I heard a lot about the Gay Marriage Ban Amendment failing in the Senate. I also heard a few times that six Republican senators joined the Democrats in voting to kill the amendment. But what I didn’t hear was which senators, other than John McCain, turned down base-appeasing opportunism in favor of equal rights for all people.

Based on this page from*), the Republicans who voted against are

  • Campbell (R-CO)
  • Chafee (R-RI)
  • Collins (R-ME)
  • McCain (R-AZ)
  • Snowe (R-ME)
  • Sununu (R-NH)

So it’s the usual suspects (Snowe, Collins, and Chafee), McCain (not too surprising), and two surprises: John Sununu and Ben Nighthorse Campbell. Sununu was the elder Bush’s chief of staff for several years is the son of the elder Bush’s former chief of staff, so I can’t find a good reason for his opposition to the amendment. Possibly he voted with the Democrats because he believes in equal rights; perhaps he believes that the Constitution should not be trifled with; or possibly he voted as he did because New Hampshire, as the “Live Free or Die” state, has a strong Libertarian streak (but NH’s other senator, Judd Gregg, voted for the ban). Either way, it will cost Sununu in the short term, so kudos.

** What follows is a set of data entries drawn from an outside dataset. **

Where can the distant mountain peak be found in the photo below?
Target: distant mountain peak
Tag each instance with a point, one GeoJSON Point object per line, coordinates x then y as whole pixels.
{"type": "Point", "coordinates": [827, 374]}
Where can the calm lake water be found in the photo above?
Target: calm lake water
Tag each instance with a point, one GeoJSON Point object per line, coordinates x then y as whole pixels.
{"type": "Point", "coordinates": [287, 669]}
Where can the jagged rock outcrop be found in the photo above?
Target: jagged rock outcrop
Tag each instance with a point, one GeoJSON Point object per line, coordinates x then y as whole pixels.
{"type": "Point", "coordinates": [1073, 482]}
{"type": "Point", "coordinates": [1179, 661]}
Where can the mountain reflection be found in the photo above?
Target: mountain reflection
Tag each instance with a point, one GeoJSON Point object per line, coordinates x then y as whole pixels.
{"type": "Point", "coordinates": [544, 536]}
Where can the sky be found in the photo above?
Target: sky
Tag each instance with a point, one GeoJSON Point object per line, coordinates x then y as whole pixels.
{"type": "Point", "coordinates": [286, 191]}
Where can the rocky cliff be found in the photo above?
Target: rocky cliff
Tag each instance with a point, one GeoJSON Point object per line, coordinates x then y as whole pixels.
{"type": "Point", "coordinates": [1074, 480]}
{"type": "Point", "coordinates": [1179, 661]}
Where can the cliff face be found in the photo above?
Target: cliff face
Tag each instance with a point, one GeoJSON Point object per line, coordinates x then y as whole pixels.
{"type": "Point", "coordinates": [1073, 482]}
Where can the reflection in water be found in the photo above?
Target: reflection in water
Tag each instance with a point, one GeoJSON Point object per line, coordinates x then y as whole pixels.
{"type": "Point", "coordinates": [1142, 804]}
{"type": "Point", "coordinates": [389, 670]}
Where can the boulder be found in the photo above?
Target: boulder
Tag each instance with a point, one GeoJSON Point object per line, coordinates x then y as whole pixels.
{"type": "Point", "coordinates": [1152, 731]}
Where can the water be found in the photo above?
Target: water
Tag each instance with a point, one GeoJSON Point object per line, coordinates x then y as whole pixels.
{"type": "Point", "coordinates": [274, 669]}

Ben Campbell is more easily explained: he’s a lame duck (by choice). The typical Republican Senator knows the amendment has no chance and so could costlessly vote for it as a quick and easy base-pleaser. Campbell has no need to vote to please anyone anymore. On the other hand, it may cost him some future sinecure, so I suppose Campbell deserves some credit on this too.

Democrats deserving scorn: Robert Byrd (D-WV), for whom I have no candidate explanation for his vote, other than possibly being extremely old; Zell Miller (D-Jackass), whose asinine vote needs no explanation; and Ben Nelson (D-NE), for whom I also have no candidate explanation.


(*) It looks like there was a filibuster against the amendment and the vote was actually on a cloture motion.Senators voting “aye” were voting in favor of cloture — moving forward on the amendment — not voting for the amendment itself.